Just in case, the chickens are keeping an eye on the sky.
This has been a very disturbing two weeks on Miller Farm.
Last Wednesday morning I discovered a dead quail in the cage in the chicken coop. This would not have been so bad except the quail was half-eaten.
I thought perhaps I had forgotten to feed them on Tuesday and their cannibalistic instincts surfaced. I gave them plenty of food and went on about my day.
Thursday morning I discovered another dead, half-eaten quail. This was not a welcome addition to my morning routine.
I looked all around the coop for evidence of the savage beast that was destroying my quail, but saw nothing out of the ordinary.
On Friday morning, I discovered not one, but two dead, half-eaten quail.
I was running late and didn’t have time to dispose of them before heading to school to play piano for chapel. When I returned, I removed the two dead quail bodies.
Then I decided to move the two remaining live quail to a different cage. Whatever was getting into the cage was certain to return. The quail were somewhat distressed at their new accommodations, but I thought it was better for them to be somewhat disturbed than very dead.
Saturday evening when I went to close up the chickens, I could not find one of the bantam hens. I thought perhaps she had flown to the larger bird side and was in the big coop.

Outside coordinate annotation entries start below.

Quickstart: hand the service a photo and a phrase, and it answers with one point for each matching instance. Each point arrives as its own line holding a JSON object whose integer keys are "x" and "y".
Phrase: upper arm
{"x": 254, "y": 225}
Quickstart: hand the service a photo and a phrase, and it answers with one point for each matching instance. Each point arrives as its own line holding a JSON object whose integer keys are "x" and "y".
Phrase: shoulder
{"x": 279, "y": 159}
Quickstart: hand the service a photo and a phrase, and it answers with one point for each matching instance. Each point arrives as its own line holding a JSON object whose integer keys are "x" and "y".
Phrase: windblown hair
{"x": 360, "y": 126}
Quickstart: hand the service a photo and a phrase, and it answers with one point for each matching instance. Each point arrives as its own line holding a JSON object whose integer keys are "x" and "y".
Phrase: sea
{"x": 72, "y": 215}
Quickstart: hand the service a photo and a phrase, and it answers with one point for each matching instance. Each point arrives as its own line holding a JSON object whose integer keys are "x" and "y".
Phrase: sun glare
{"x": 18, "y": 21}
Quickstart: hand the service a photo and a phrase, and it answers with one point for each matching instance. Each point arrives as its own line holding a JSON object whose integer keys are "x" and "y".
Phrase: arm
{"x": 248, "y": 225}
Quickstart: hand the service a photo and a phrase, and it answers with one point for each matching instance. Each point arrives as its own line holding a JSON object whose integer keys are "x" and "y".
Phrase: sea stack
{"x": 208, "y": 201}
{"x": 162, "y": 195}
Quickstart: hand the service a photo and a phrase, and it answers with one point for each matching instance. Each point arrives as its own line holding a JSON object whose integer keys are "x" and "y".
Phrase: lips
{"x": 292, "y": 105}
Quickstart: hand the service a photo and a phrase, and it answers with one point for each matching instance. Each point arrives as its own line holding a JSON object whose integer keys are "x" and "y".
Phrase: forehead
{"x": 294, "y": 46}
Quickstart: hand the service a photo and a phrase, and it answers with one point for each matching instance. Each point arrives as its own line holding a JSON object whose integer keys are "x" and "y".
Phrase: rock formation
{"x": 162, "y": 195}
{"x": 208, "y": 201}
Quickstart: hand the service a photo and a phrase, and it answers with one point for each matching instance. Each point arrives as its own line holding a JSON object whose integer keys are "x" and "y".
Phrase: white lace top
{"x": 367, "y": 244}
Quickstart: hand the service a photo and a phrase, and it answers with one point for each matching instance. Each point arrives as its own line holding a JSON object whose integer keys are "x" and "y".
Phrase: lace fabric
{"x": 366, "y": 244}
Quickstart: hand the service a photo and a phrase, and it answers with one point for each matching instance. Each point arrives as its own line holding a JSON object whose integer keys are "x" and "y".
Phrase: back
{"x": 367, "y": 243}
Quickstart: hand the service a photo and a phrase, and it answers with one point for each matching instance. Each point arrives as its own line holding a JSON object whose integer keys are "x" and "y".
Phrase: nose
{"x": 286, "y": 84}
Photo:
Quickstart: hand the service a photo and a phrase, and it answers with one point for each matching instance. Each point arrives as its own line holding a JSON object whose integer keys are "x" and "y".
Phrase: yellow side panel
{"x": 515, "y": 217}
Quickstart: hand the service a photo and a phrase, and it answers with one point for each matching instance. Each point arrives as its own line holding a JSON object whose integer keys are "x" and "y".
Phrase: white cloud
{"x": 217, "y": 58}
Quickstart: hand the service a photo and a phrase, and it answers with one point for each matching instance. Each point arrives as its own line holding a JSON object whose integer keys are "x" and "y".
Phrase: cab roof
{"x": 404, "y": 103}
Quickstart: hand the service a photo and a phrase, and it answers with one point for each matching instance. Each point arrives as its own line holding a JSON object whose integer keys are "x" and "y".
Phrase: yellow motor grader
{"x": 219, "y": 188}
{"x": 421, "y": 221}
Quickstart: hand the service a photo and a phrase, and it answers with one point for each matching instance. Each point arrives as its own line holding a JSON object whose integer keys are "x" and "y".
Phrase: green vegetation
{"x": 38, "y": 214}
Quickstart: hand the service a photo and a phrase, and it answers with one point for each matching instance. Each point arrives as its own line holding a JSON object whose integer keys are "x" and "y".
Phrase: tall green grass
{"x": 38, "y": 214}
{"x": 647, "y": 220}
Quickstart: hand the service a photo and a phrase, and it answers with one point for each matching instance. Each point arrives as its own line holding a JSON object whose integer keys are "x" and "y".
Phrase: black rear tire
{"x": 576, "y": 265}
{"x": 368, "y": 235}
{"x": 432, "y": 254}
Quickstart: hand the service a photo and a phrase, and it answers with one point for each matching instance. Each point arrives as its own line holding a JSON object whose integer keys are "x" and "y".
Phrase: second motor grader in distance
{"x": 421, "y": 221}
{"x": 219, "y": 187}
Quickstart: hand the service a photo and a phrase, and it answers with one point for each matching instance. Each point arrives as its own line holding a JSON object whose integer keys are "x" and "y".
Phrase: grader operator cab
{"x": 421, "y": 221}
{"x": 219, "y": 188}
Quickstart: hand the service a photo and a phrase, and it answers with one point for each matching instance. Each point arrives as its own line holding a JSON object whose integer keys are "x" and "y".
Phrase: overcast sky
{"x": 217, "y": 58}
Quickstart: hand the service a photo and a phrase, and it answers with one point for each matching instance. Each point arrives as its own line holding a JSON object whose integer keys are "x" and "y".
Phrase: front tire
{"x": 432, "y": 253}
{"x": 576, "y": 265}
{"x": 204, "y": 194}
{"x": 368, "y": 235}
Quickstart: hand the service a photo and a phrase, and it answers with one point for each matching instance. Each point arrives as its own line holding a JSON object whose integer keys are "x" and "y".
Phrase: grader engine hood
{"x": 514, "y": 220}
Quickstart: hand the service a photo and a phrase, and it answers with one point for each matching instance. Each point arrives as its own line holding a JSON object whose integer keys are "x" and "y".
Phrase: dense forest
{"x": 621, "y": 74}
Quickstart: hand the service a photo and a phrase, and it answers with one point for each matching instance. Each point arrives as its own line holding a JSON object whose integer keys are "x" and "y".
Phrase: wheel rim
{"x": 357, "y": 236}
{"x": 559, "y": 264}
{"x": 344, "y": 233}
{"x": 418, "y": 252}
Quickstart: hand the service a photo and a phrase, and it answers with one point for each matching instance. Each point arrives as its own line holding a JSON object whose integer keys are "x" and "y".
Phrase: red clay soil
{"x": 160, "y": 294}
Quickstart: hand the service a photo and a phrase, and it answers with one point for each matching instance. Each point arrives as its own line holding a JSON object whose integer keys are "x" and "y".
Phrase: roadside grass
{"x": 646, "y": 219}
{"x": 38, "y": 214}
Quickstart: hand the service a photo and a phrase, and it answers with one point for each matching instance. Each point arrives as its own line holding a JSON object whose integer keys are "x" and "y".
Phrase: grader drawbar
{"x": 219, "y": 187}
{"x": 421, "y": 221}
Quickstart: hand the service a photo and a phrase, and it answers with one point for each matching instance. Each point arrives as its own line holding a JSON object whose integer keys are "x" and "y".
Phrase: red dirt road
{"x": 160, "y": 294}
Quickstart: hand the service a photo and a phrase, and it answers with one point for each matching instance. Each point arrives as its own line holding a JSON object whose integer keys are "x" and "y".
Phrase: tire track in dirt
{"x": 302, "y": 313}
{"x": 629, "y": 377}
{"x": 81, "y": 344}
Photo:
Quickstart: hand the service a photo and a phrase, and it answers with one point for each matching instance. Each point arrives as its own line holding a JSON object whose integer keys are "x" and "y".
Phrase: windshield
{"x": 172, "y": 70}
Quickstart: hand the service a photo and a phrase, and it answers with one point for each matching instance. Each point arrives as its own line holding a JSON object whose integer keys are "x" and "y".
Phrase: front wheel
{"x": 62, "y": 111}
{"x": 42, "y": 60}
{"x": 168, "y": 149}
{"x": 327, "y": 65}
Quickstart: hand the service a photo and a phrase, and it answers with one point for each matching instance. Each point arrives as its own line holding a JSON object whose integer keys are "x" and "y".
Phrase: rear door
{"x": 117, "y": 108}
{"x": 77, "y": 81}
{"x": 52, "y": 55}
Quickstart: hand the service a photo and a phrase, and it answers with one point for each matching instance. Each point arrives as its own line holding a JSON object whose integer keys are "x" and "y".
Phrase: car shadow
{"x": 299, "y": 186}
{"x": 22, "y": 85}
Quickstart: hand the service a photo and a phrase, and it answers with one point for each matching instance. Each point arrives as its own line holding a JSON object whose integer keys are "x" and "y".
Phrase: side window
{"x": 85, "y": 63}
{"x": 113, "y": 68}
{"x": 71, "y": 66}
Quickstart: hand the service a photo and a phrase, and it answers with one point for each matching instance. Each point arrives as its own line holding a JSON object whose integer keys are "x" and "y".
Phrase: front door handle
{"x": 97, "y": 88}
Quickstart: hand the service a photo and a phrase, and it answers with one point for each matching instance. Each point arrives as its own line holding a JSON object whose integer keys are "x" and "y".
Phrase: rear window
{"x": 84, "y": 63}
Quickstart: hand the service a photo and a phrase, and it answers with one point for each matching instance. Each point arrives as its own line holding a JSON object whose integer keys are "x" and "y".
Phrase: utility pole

When I let the chickens out on Sunday, she was not there. I did find a bunch of white feathers leading me to believe a hawk was the culprit.
Later that afternoon, a gray bantam disappeared leaving only a pile of feathers.
This was extremely upsetting. Was it possible whatever had eaten the quail was now moving up to the bantams? Would it then turn on the larger birds?
A more pertinent question was – could I convince the predator to carry off some of the overpopulation of roosters instead of the quail and bantams?
The following Tuesday, I saw a flurry of activity in the chicken yard. I figured one of the large hens had gotten into the bantam side and was trying to return.
Upon closer examination, I realized it was not a hen, but a hawk who had invaded the bantam pen.
One of the larger roosters was fighting it off through the fence between the bantam and large chicken yards.
I ran out into the yard, but the hawk flew off. I quickly took stock of the bantams and found none missing. I scanned the trees for the murderous hawk, but there was none.
Returning to the kitchen, I watched like a hawk for the hawk (is that redundant?).
Brian showed me how to use the pellet gun should the hawk return. I’ll teach that hawk to mess with Chicken Wrangler Sara!
Tonight when I went to close the chickens, I discovered a giant possum under the bantam coop. I screamed and headed to the house to get Possum Wrangler Brian.
He grabbed the pellet gun and went after the possum. It was harder than I imagined.
Finally the deed was done. Brian thinks it could have been the possum getting the quail. Not anymore.
Now if we could just get the hawk, all would be calm on Miller Farm – at least in the chicken yard.